Hello Autumn: September 1st

Hello

You might be thinking that I, and indeed the vast majority of British people are obsessed with the weather. You are right.

September 1st marks the beginning of autumn, but only from one point of view ~ that of the Meteorological Office, who describe it thus:

………   each season is a three-month period. So, Summer is June, July and August; Autumn is September, October and November, and so on.

Autumn viaduct

If that fills you with dark and damp feelings of utter disbelief and horror (summer is over, and it was RUBBISH) you can take the astronomical definition of the seasons which uses the Earth’s position relative to the Sun as the cue for separating one season from another.

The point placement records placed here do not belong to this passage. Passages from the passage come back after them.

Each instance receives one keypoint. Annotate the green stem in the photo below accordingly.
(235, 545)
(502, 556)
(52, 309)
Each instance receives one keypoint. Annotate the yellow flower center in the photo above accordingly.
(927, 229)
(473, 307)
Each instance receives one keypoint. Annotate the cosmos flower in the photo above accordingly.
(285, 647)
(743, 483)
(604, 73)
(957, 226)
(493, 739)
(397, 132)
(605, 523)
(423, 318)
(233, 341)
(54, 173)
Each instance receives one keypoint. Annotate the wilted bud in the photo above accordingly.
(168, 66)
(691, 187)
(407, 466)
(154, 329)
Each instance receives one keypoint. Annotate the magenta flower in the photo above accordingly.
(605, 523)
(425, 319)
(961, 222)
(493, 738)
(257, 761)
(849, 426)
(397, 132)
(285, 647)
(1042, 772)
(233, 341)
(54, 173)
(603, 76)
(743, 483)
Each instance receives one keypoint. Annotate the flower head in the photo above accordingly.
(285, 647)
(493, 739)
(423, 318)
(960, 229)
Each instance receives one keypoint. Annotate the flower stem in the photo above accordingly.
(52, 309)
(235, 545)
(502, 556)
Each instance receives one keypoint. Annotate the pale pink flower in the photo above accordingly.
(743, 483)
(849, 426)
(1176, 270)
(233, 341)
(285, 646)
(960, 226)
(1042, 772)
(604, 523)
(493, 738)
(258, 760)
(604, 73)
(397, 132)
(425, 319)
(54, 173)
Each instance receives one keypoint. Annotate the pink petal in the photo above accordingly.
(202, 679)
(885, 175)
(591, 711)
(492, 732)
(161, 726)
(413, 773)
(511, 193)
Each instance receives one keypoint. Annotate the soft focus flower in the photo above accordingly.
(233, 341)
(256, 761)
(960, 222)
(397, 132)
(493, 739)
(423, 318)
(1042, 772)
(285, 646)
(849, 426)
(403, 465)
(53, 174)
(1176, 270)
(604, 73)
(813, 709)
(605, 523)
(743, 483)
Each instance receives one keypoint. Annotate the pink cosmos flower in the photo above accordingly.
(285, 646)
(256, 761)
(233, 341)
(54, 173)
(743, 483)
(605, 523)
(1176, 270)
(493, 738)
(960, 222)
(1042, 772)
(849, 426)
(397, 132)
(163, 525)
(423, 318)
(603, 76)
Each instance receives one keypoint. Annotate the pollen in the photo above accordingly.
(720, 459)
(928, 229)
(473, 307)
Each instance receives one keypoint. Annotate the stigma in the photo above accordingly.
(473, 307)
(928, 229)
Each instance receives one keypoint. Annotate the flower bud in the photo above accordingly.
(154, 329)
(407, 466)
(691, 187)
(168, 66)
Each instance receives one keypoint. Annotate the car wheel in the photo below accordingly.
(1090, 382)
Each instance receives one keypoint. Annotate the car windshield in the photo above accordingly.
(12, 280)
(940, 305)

It is the equinox, when days and nights are of equal length which marks the beginning of autumn if you prefer to delay the inevitable. In that case autumn this year (2015) starts on September 23rd. Astronomical seasons therefore are about three weeks behind the meteorological ones. Whew.

Autumn leaves

The third way of looking for the beginning of autumn is based on phenology – the process of noting the signs of change in plant and animal behaviour. Ripe sloes and blackberries (tick), mushrooms growing on the lawn (tick), Japanese anemones in full flower (tick). In the case of this animal, thoughts turning to Christmas (tick), feeling cold in bed (tick) and the need to start cooking warming stews (tick).

Autumn in Durham

I reckon it is here. You can run but you cannot hide. For those who love autumn/fall, enjoy. Some of us will have to fight the instinct to hibernate.

Now where did I put that SAD lamp and those bed socks?